CDI : périodes d'essai
La période d'essai permet à l'employeur d'évaluer les compétences du salarié dans son travail, notamment au regard de son expérience, et au salarié d'apprécier si les fonctions occupées lui conviennent.
Elle doit être mentionnée systématiquement dans le contrat de travail.
La période d'essai initiale peut être renouvelée une fois, à condition que cette faculté soit prévue à la fois par
- un accord de branche étendu en fixant les conditions et les durées;
- et par lettre d'engagement ou le contrat de travail.
La jurisprudence considère que le renouvellement de la période d'essai intervient avec l'accord du salarié.
L'employeur ne peut pas renouveler la période d'essai de son salarié en l'absence d'accord collectif de branche étendu.

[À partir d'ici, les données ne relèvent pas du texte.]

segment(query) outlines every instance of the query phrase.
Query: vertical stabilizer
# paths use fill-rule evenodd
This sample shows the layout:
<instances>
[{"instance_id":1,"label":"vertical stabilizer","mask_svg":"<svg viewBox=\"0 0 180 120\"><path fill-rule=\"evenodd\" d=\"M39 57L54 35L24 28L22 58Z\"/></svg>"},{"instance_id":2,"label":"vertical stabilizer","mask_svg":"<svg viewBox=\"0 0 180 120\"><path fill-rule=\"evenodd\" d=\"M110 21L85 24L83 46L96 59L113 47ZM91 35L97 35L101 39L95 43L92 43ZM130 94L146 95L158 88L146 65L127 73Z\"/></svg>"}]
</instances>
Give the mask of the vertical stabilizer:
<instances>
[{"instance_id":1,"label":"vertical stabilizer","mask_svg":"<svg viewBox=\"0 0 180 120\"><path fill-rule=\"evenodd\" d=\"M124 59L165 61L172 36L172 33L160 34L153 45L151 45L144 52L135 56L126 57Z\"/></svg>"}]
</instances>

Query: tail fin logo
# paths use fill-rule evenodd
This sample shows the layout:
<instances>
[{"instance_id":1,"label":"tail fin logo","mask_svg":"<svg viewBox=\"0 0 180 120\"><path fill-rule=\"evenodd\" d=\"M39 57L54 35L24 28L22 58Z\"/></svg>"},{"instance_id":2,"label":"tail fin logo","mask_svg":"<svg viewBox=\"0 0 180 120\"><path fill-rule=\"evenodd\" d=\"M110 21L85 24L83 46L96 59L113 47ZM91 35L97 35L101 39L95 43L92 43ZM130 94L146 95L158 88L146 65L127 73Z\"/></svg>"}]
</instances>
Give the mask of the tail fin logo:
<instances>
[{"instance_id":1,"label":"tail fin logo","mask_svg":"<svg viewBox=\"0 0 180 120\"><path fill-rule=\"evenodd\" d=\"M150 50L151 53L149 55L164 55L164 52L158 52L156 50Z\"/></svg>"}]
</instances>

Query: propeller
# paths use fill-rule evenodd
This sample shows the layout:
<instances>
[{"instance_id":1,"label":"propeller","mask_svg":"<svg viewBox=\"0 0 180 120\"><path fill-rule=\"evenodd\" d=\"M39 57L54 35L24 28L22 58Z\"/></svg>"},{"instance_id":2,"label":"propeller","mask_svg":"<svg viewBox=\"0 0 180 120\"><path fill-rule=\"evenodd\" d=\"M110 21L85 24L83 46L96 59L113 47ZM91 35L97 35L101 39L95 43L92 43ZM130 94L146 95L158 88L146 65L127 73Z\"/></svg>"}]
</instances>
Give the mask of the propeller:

Les périodes d'essai des salariés en CDI ne peuvent être supérieures à
- 2 mois pour les ouvriers et les employés;
- 3 mois pour les agents de maîtrise et les techniciens;
- 4 mois pour les cadres.
Les essais peuvent être renouvelés une fois, sans pouvoir dépasser respectivement au total 4, 6 ou 8 mois.
Un délai de prévenance est prévu pour la rupture de la période d'essai du CDI.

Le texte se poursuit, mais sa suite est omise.